Bir yandan nüfusun artmakta olduğu, diğer yandan çalışmak isteyenlerin giderek artacağı gerçeği karşısında bizim işsizliği aşağı çekebilmek için her yıl bir milyondan fazla yeni istihdam yaratmamız gerekiyor. Ya da şöyle söyleyelim. Her yıl bir milyon istihdam yaratabilirsek, işsizlik oranı anlamında yerimizde sayacağız. Çift haneye ulaşan işsizliği azaltabilmemiz yegane yolu, her yıl bir milyonu aşan istihdam yaratmaktan geçiyor.

ÖTV sıfırlandı, beyaz eşyaya ilgi tüketici güvenine bile yansıdı

Beyaz eşyadaki ÖTV'nin şubat ayı başında sıfıra çekilmesinin satışlar üstündeki olumlu etkisi kendini hemen göstermişti. Vergi indiriminin tüketicinin ekonomiye güvenine de yansıdığı belirlendi.

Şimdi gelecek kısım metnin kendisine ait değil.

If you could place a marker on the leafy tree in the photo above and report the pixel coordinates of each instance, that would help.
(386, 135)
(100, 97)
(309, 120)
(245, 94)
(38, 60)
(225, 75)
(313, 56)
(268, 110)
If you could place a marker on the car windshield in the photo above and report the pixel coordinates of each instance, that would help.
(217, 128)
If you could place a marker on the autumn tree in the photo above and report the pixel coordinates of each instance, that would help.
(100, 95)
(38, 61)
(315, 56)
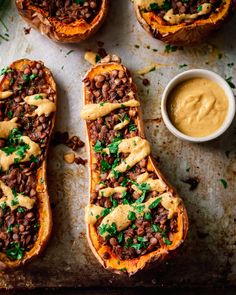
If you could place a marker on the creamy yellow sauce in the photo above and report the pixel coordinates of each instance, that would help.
(109, 191)
(6, 127)
(174, 19)
(197, 107)
(5, 94)
(137, 147)
(155, 184)
(94, 111)
(7, 160)
(44, 105)
(20, 199)
(119, 215)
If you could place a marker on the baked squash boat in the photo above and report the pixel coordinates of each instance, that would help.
(134, 217)
(182, 22)
(68, 21)
(27, 116)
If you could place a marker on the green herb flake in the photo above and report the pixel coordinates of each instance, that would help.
(10, 228)
(20, 210)
(154, 204)
(156, 228)
(132, 127)
(120, 237)
(148, 216)
(131, 215)
(105, 212)
(167, 242)
(33, 76)
(105, 166)
(224, 183)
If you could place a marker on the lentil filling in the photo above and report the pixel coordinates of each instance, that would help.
(184, 7)
(70, 10)
(25, 144)
(147, 230)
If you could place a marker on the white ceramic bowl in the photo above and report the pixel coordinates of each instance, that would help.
(198, 73)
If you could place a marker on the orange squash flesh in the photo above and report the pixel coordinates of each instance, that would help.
(42, 197)
(114, 264)
(58, 30)
(183, 33)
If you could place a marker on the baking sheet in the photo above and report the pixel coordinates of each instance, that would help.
(208, 257)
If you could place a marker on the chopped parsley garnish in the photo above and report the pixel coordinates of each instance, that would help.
(3, 205)
(33, 76)
(110, 229)
(139, 209)
(105, 212)
(144, 187)
(15, 252)
(132, 127)
(224, 183)
(98, 147)
(154, 204)
(148, 216)
(113, 146)
(34, 159)
(156, 228)
(131, 215)
(20, 210)
(26, 78)
(105, 166)
(10, 228)
(120, 237)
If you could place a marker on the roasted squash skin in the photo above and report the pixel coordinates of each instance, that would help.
(132, 266)
(57, 30)
(184, 33)
(43, 200)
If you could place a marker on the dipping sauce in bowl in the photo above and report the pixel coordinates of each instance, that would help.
(197, 107)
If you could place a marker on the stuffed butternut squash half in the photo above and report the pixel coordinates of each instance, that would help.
(68, 21)
(27, 116)
(134, 218)
(182, 22)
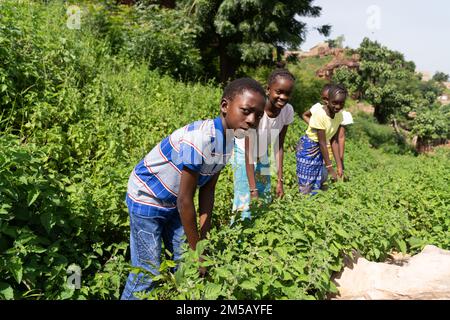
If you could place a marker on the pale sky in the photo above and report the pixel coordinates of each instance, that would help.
(419, 29)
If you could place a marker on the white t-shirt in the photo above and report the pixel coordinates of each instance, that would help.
(270, 128)
(347, 116)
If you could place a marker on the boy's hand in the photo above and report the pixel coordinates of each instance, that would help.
(332, 173)
(202, 270)
(340, 172)
(280, 189)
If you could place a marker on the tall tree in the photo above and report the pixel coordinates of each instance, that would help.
(247, 32)
(440, 76)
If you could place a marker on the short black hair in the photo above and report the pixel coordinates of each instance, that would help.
(337, 89)
(280, 72)
(328, 87)
(240, 85)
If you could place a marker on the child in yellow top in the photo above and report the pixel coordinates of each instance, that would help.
(312, 148)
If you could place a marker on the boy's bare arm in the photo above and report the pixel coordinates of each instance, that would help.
(306, 116)
(249, 166)
(206, 204)
(279, 159)
(324, 150)
(186, 207)
(336, 154)
(341, 140)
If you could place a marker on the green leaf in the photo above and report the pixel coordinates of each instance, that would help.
(402, 245)
(32, 196)
(248, 285)
(6, 291)
(47, 220)
(212, 291)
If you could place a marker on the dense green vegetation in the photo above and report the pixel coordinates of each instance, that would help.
(78, 110)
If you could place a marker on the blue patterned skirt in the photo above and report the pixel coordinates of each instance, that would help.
(241, 202)
(311, 172)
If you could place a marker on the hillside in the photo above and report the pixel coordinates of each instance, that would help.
(77, 116)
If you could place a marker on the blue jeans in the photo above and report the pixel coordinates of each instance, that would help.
(146, 236)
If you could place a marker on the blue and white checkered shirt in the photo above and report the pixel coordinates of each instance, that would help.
(154, 183)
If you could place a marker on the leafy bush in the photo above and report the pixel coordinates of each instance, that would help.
(164, 39)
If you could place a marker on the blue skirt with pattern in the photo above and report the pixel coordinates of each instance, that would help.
(311, 172)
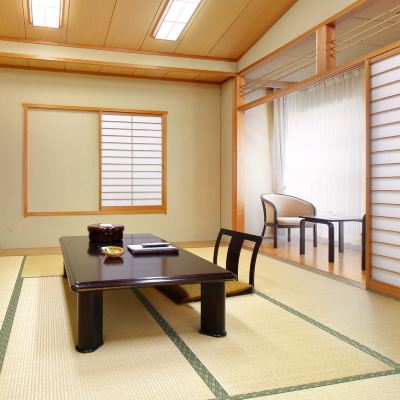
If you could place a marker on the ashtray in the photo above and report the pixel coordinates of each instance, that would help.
(112, 251)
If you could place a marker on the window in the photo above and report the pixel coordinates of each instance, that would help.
(132, 161)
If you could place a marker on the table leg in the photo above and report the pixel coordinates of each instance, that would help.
(213, 309)
(315, 232)
(302, 236)
(331, 236)
(90, 321)
(341, 236)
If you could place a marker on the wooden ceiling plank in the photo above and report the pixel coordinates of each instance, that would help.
(149, 72)
(78, 67)
(213, 20)
(13, 61)
(89, 20)
(12, 18)
(47, 34)
(181, 75)
(254, 21)
(109, 69)
(46, 64)
(129, 27)
(210, 78)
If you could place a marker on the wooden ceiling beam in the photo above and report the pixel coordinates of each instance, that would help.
(325, 47)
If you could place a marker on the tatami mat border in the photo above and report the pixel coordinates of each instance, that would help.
(197, 365)
(10, 313)
(313, 385)
(213, 384)
(317, 271)
(331, 331)
(200, 368)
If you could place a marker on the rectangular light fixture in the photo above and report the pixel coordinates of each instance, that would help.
(45, 13)
(174, 19)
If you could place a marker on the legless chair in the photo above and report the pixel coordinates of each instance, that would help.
(282, 211)
(192, 292)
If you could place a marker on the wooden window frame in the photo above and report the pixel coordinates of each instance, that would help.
(162, 209)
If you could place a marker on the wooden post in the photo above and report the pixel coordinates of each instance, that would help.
(237, 157)
(326, 56)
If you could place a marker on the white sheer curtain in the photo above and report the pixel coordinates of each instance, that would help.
(322, 132)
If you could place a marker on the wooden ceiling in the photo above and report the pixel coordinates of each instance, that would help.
(223, 29)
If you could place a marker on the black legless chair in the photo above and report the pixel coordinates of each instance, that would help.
(192, 292)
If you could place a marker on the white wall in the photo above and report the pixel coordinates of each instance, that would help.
(258, 167)
(193, 161)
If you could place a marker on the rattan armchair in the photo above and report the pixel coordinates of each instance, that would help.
(283, 211)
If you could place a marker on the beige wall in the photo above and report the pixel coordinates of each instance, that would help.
(226, 154)
(193, 153)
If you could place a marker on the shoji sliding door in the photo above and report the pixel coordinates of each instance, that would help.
(383, 187)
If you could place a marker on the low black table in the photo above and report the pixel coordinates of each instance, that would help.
(327, 220)
(89, 273)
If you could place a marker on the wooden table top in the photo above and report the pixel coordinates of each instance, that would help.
(331, 218)
(88, 269)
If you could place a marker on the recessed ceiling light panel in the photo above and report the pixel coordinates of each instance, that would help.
(45, 13)
(174, 19)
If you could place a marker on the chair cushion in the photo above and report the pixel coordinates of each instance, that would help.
(192, 292)
(289, 221)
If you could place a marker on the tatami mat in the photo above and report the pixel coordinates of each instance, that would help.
(383, 388)
(9, 268)
(302, 336)
(138, 361)
(367, 317)
(49, 265)
(266, 347)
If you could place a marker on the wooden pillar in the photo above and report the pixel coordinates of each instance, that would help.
(237, 157)
(326, 56)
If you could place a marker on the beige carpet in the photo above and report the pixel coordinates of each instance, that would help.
(49, 265)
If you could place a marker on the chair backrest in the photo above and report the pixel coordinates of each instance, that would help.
(282, 205)
(234, 249)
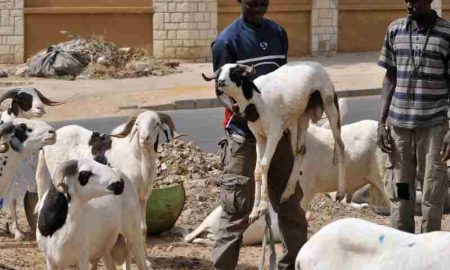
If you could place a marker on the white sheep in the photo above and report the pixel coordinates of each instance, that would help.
(287, 98)
(88, 214)
(359, 244)
(364, 162)
(132, 150)
(27, 102)
(21, 137)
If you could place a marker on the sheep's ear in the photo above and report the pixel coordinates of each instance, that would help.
(16, 144)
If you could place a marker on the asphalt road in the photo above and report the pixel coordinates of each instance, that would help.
(204, 126)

TÜİK'in dün açıkladığı tüketici güven endeksi, mart ayında şubata göre yüzde 3.2 arttı. Ancak, endeks kapsamında asıl dikkat çeken gelişme, "mevcut dönemin dayanıklı tüketim malı satın almaya uygun olup olmadığına" ilişkin soruya verilen yanıtta kendini gösterdi. Tüketicilerin verdiği yanıtlarla oluşan ve mevcut dönemin dayanıklı tüketim malı almak için uygun olduğunu ortaya koyan endeks mart ayında yüzde 17.6 arttı. Aynı endekste şubat ayında da yüzde 12.4'lük bir artış kaydedilmişti.

Ne var ki vatandaş, "mevcut dönem dayanıklı tüketim malı almaya uygun" derken, "gelecek on iki aylık dönemde dayanıklı tüketim malı için harcama yapma düşüncesi" sorulduğunda çok daha farklı bir yaklaşım sergiliyor.

Şubatta, "mevcut dönem dayanıklı tüketim malı almak uygun" diyenlerin endeksi yüzde 12.4 artmıştı. Ama "gelecek on iki ayda bu mallar için harcama yapacağını belirtenlerin endeksi" yalnızca yüzde 1.2 arttı. Aynı şekilde martta alım uygun diyenlerin endeksi yüzde 17.6 artarken, alımı düşünenlerin endeksi yalnızca yüzde 0.9 artış gösterdi.

Anlaşılan vatandaş "alım için uygun zaman" diyor, ama ya kendisinde o alımı gerçekleştirebilecek gücü pek görmüyor ya da alım yapmaya gerek duymuyor.